The Georgian Public Broadcaster refuses to pay TNS for conducting exit poll
The results of the exit poll commissioned by the Georgian Public Broadcaster (GPB) greatly diverge from the official results published by the Central Election Commission (CEC). Even though the exit poll was jointly commissioned by the GPB and three private TV companies, this article focuses on the former, as a citizen-funded institution.
According to exit poll results, the Georgian Dream gathered 53.8% of votes through the proportional system (CEC - 48.68%), while the United National Movement received 19.5% (CEC - 27.11%). The agreement signed between the GPB and TNS was unable to prevent this significant difference with the official results.
The difference in results has placed the credibility and reputation of the GPB at risk. For this reason, the public broadcaster has refused to pay TNS, which believes that it has faithfully fulfilled its contractual obligations. Currently, the contract is being examined by the GPB lawyers.
The GPB believed that exit polls, as a ‘show’, would increase its rating on the election day. However, post-election analysis showed that the public broadcaster had failed to attract viewers by covering the exit poll results.
At 8:00 pm, during the announcement of exit poll results, the GPB had a rating of only 0.46%, while Imedi led with a rating of 10.6%. The public broadcaster has never been able to compete with leading TV stations in ratings, which raises questions about the arguments behind the GPB’s assumption that exit poll coverage would increase the channel’s ratings on election day.
The public broadcaster dismissed the recommendation issued by civil society organizations to cover both exit polls. TV company Pirveli, which did just that, eventually came out slightly ahead of GPB. In the end, purchasing the services to conduct an exit poll did not achieve the intended goal. On the contrary, this move damaged the public broadcaster’s reputation and once again placed it under the risk of being perceived as politically affiliated.
Shortly after the election, the GPB Board of Trustees issued a statement explaining that the exit poll results far exceeded the 2% margin of error mentioned in the contract, and that therefore TNS had failed to fulfill its contractual obligations.
Speaking to Transparency International Georgia (TI Georgia), chairman of Board Grigol Gogelia explained that at this point the public broadcaster does not plan to reimburse TNS with EUR 76.339 for its services.
In his interview with TI Georgia, GPB director Giorgi Baratashvili stated that, considering the significant difference between the exit poll and official results, the extent to which the company duly fulfilled its duties is debatable. Therefore, at this moment, the public broadcaster is refusing to sign the acceptance act.
According to Article 6.7 of the contract signed with TNS, “the company warrants that surveys (polls) shall be based on the acknowledged scientific methodology of representative random selection that provides 95% credibility of results with a margin of error not exceeding 2%.”
The contract does not mention that the exit poll results must be in line with those of the CEC. However, according to GPB, during the contract preparation period, the 2% margin of error was defined by TNS as being in relation to the final election results published by the CEC.
In written correspondence with TI Georgia, head of Kantar Group (owner of TNS) stated that the contract does not mention compliance with official results:
“the above statements relate to the statistical calculation of interval of confidence under which the results of a random survey should be understood.
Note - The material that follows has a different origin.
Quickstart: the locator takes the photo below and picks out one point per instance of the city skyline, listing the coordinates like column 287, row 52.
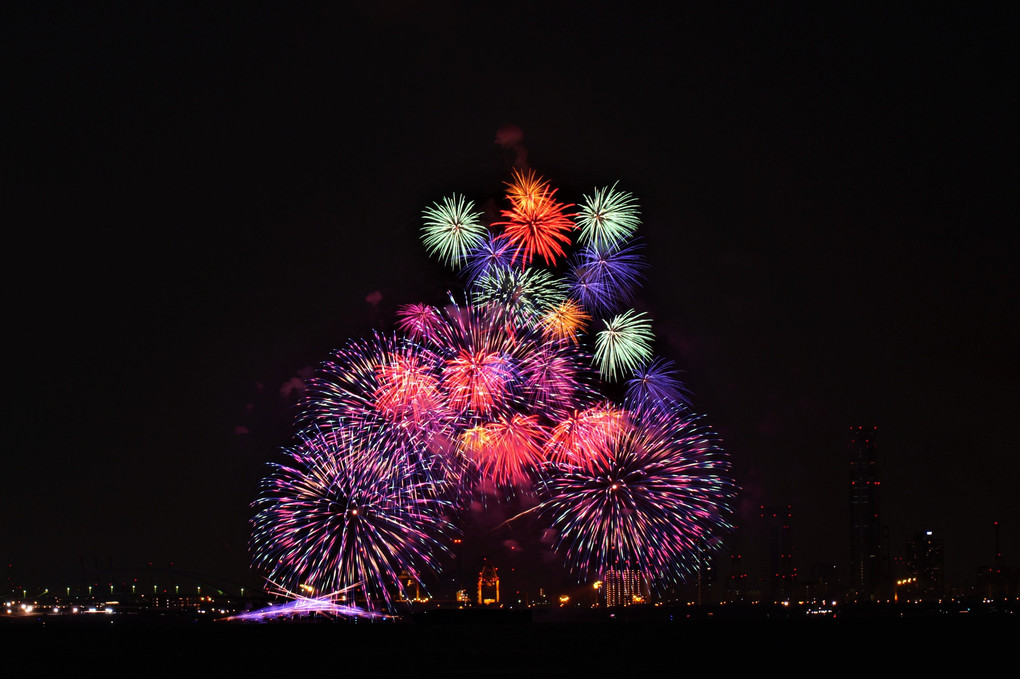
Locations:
column 206, row 206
This does in no way relates to the accuracy of a sample compared to a population results (i.e. the official results). The definition above is a standard definition used when conducting a random face-to-face survey.”
According to the head of Kantar Group, the public broadcaster received data that was weighted by demographic parameters. The GPB had the opportunity to supervise the whole process. Fieldwork was conducted by a research company Gorbi, which was selected by TNS.
Based on this answer, as well as the fact that the GPB had postponed the signing of the contract for the purpose of studying it in greater detail, it is unclear why the public broadcaster ended up with a different understanding of the 2% margin of error.
It is also unclear on what basis the GPB is considering the possibility of fully withholding reimbursement. Article 10.1 of the contract clearly states that “unless otherwise agreed, the company's liability for any claims, demands, damages, costs (including legal costs) and expenses resulting from any tortious act, and/or breach of the terms and conditions set out in the contract is strictly limited to the greater of EUR 50,000”. Therefore, the contract does not allow the public broadcaster to fully withhold reimbursement.
According to Article 11.7 of the contract, the agreement shall be governed by the Laws of England and Wales and each party shall be subject to the courts of England. Any dispute between the parties shall be resolved by the courts of England. This means that in case of a legal dispute the GPB will have to defend its position in the UK, which may result in additional expenses.
Transparency International Georgia and other non-governmental organizations have repeatedly called on the GPB to refrain from commissioning an exit poll together with three private TV companies: Imedi, Maestro and GDS, in order to avoid questions about the public broadcaster’s trustworthiness. The arguments presented by the civil society proved insufficient for most of the GPB Management and the Board of Trustees. Instead, the Management and the Board chose to rely primarily on TNS’s reputation and their past experience with this company.